# DK35SE HST (circa 2011)



## baccaratchurchill (8 mo ago)

What size is the air conditioner belt? Thanks.


----------



## unsquidly (Jul 13, 2021)

Here is the manual for your tractor................I glanced through it and did not see a part number or size for this belt but I might now have looked hard enough...............If it is not in there, call your local NAPA parts store.............They can more then likely cross it to a NAPA part number......

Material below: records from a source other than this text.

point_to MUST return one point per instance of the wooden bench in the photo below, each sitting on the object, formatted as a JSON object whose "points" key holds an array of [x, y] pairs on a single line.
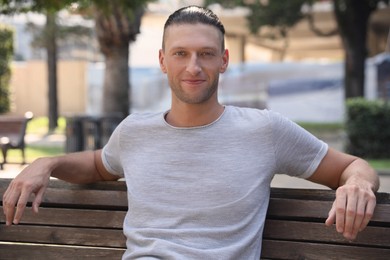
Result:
{"points": [[85, 222], [12, 133]]}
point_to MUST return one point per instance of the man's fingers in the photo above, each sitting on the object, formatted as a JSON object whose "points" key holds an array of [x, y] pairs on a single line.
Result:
{"points": [[9, 202], [340, 203], [351, 216], [368, 214], [22, 202], [331, 216], [37, 200]]}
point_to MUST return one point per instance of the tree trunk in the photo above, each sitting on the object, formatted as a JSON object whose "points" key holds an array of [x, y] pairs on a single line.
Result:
{"points": [[352, 18], [116, 91], [51, 48], [115, 31]]}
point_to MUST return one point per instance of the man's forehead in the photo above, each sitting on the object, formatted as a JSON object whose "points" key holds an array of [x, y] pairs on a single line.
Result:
{"points": [[177, 32]]}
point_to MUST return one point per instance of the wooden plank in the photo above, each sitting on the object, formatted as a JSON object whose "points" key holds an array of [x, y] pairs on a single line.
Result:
{"points": [[72, 217], [320, 195], [63, 236], [31, 251], [318, 232], [296, 208], [273, 249]]}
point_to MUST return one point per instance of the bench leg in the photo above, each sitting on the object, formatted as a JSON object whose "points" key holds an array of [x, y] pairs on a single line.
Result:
{"points": [[4, 149], [23, 157]]}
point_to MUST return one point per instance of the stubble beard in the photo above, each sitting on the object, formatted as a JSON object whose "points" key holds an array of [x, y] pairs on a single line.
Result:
{"points": [[192, 99]]}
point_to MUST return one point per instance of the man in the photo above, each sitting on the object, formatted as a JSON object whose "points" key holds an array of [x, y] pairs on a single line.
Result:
{"points": [[198, 175]]}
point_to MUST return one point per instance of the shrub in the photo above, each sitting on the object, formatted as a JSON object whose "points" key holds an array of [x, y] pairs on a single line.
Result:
{"points": [[368, 128], [6, 51]]}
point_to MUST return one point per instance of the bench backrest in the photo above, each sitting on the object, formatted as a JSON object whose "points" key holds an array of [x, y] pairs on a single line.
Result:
{"points": [[14, 127], [86, 220]]}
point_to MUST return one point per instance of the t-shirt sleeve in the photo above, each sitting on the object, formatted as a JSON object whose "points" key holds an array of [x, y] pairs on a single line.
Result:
{"points": [[298, 152], [111, 153]]}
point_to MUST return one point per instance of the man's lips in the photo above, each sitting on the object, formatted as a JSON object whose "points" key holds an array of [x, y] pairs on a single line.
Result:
{"points": [[193, 81]]}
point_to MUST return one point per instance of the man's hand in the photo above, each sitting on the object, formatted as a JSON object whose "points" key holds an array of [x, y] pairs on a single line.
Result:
{"points": [[352, 209], [34, 179]]}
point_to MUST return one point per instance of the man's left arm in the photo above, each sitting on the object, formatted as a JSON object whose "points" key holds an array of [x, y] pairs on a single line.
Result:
{"points": [[356, 183]]}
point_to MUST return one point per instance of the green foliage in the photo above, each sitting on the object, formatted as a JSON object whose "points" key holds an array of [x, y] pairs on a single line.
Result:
{"points": [[6, 51], [368, 128]]}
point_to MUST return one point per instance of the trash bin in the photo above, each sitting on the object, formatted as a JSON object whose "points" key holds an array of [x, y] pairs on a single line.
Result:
{"points": [[383, 75], [85, 132]]}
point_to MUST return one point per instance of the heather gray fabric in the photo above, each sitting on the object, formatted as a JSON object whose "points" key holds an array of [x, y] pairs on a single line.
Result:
{"points": [[202, 192]]}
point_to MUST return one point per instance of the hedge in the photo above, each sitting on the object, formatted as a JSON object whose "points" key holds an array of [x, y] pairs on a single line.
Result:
{"points": [[6, 51], [368, 128]]}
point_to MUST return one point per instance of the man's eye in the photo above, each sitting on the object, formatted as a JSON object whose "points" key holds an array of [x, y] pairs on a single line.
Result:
{"points": [[207, 54]]}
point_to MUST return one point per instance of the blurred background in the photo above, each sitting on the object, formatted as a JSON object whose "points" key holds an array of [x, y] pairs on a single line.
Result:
{"points": [[81, 66]]}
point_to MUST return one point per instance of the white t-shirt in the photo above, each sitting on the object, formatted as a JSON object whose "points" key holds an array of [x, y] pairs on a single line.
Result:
{"points": [[203, 192]]}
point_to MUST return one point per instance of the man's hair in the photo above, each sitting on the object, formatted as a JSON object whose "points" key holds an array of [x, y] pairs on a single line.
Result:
{"points": [[192, 15]]}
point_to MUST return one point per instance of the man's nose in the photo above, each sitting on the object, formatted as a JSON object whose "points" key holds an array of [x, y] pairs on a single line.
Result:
{"points": [[193, 65]]}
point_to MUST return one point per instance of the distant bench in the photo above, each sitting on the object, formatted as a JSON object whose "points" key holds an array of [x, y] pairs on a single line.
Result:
{"points": [[12, 134], [85, 222]]}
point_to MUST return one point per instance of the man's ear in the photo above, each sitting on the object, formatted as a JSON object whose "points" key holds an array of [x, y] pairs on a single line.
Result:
{"points": [[225, 61], [161, 59]]}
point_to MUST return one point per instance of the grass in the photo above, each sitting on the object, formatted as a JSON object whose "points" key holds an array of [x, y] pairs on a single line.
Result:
{"points": [[39, 126], [321, 127]]}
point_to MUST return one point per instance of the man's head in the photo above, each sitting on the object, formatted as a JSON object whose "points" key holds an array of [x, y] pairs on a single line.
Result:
{"points": [[193, 55], [193, 15]]}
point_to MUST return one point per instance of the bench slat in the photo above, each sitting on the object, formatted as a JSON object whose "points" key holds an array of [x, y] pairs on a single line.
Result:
{"points": [[63, 236], [317, 232], [273, 249], [26, 251], [72, 217], [296, 208]]}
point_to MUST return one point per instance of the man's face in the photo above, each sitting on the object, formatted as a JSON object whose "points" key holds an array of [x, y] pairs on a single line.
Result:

DAEDONG KIOTI DK35SE MANUAL Pdf Download


View and Download Daedong KIOTI DK35SE manual online. KIOTI DK35SE tractor pdf manual download. Also for: Kioti dk40se, Kioti dk45hse, Kioti dk35chse, Kioti dk40chse, Kioti dk45chse.




www.manualslib.com


----------



## thepumpguysc (Jan 25, 2015)

As a last resort, use a piece of string or twine to run the route.. that’ll tell u the “size”..
Now look to see if it’s a “V belt”. or a flat w ridges.. count them., 
Good luck


----------



## unsquidly (Jul 13, 2021)

thepumpguysc said:


> As a last resort, use a piece of string or twine to run the route.. that’ll tell u the “size”..
> Now look to see if it’s a “V belt”. or a flat w ridges.. count them.,
> Good luck



That too.......


----------